Бросив незаметный, но внимательный взгляд на сына, Аграфена Ивановна сразу поняла: что-то случилось. Но расспрашивать не стала, а перевела разговор на дела, одинаково интересовавшие их обоих:

— Ночью опять основ не хватило, станки простаивали. Уток тоже неважно наматывают, то и дело початки сходят со шпуль. Замучилась совсем, еле-еле норму выполнила… Да, знаешь, Сережа, говорят, будто к нам нового директора назначают. Уж он-то наладит дело!

— Почему ты так уверена?

— Так ведь это ж Власов, сынок Матрены Дементьевны!

— Ты так говоришь, будто весь мир обязан знать Власова и его мать.

— Алексей Власов — сын моей старой подруги. Башковитый человек, не чета нашему бывшему директору. В деле разбирается, рабочую нужду понимает, недаром в казарме вырос.

— Что ж, все будут рады, если придет настоящий человек, — надоело в прорыве-то сидеть!

Сергей встал, мать удержала его:

— Хоть бы рассказал, как дам, у Толстяковых? Лариса цветет небось?

— У них, по-моему, все хорошо. — Сергей нехотя опустился на стул. — Леонид учится в Бауманском, года через три станет инженером. Милочка ушла из театрального, поступила в Институт иностранных языков…

— Я про Ларису спрашиваю.

— А что про нее рассказывать? Обыкновенная женщина…

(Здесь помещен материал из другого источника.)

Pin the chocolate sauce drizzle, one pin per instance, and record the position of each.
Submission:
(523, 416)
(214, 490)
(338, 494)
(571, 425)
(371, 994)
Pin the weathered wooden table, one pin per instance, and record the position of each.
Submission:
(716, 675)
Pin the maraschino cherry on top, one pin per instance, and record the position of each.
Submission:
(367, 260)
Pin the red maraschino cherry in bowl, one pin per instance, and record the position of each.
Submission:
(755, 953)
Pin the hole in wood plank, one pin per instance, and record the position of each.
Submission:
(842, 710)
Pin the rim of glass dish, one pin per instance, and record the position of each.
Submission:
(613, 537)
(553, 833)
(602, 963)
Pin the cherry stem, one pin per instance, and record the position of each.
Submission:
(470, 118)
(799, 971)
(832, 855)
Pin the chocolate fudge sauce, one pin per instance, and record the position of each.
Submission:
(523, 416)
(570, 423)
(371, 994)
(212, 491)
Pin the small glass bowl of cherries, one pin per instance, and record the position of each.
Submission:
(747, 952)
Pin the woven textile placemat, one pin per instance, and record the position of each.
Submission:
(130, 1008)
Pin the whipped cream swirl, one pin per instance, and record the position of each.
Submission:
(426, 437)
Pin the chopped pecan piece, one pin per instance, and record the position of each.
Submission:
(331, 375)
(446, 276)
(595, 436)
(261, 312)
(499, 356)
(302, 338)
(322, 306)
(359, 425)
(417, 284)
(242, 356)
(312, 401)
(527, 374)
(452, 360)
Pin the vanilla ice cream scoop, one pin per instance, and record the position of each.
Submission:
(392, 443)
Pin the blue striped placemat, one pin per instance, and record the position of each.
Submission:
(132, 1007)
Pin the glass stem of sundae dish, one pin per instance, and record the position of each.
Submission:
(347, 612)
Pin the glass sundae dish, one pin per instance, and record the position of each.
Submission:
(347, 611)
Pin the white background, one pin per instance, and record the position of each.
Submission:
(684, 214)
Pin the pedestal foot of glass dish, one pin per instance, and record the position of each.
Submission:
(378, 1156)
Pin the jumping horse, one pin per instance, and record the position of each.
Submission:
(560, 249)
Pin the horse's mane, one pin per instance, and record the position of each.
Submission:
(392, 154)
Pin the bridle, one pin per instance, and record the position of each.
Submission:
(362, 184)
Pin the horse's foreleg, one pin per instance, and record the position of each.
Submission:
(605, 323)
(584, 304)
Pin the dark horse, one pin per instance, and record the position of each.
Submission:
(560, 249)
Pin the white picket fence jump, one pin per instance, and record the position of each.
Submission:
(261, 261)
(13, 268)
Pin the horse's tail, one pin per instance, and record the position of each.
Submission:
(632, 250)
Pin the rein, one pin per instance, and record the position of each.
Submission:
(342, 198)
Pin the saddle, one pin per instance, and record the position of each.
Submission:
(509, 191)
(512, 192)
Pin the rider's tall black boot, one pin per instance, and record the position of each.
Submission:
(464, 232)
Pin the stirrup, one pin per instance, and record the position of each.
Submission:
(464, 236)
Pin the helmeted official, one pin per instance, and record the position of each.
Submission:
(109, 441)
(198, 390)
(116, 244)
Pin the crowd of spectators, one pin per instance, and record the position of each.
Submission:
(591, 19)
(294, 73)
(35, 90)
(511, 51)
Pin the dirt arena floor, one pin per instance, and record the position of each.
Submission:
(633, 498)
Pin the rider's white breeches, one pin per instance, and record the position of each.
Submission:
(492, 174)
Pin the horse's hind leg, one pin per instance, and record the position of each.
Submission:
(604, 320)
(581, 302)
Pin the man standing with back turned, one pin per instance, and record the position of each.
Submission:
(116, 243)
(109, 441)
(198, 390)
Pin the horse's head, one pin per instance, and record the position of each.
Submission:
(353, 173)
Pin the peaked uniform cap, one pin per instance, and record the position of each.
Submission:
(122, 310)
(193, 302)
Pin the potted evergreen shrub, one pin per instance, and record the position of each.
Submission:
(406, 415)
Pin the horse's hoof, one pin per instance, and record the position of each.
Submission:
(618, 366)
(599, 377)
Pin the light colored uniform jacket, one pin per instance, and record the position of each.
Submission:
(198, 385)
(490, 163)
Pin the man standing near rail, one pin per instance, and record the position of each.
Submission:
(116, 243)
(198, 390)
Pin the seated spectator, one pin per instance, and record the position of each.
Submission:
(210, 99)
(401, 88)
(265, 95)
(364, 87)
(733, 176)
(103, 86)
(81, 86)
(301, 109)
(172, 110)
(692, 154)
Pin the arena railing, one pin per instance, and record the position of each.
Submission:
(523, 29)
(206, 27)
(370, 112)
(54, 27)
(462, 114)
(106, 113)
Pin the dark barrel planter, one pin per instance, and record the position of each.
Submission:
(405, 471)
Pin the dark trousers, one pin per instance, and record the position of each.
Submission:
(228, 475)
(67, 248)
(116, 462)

— Обыкновенная? Много ты знаешь! Вышла замуж при живом муже, да еще за семейного человека — это, по-твоему, хорошо?

— Ты что-то путаешь, мама. Иван Васильевич пропал без вести еще в сорок четвертом.

— Ничего не путаю, он живехонек.

— Как?.. Этого не может быть, Милочка сказала бы мне!

— Милочка твоя сама ничего не знает… Лариса скрывает от детей, что бросила их отца.

— Ничего не понимаю.

— Не хотела тебе говорить, а скажу. Иван Васильевич вернулся с фронта калекой, и Лариса его не приняла. На что ей муж без рук и без ног?

— Правда?! Мама!

— Я его своими глазами видела и разговаривала с ним.

— Где?

— Под Москвой он, в Доме инвалидов Отечественной войны. В прошлом году, в день Красной Армии, ездили мы туда с подарками от фабкома. Ходим по палатам, разговариваем с инвалидами, подарочки раздаем — вдруг вижу: лежит на кровати человек с высохшим лицом, с меня глаз не сводит. В палате жарко, а он одеялом накрыт, только голова видна. Вроде знакомый, а кто такой — никак не вспомнить. Он сам со мной заговорил: «Здравствуйте, Аграфена Ивановна. Не узнали старого знакомого?» Я так и ахнула — по голосу его узнала. «Здравствуйте, отвечаю, Иван Васильевич. Как же, узнала», — и подхожу к его кровати… Он до войны работал у нас на фабрике, начальником ремонтных мастерских. Да ты его помнишь. Одно время они с нами по соседству жили. Иван Васильевич частенько заходил к нам — в шахматы с отцом поиграть. Перед войной получили квартиру, в новый дом перебрались.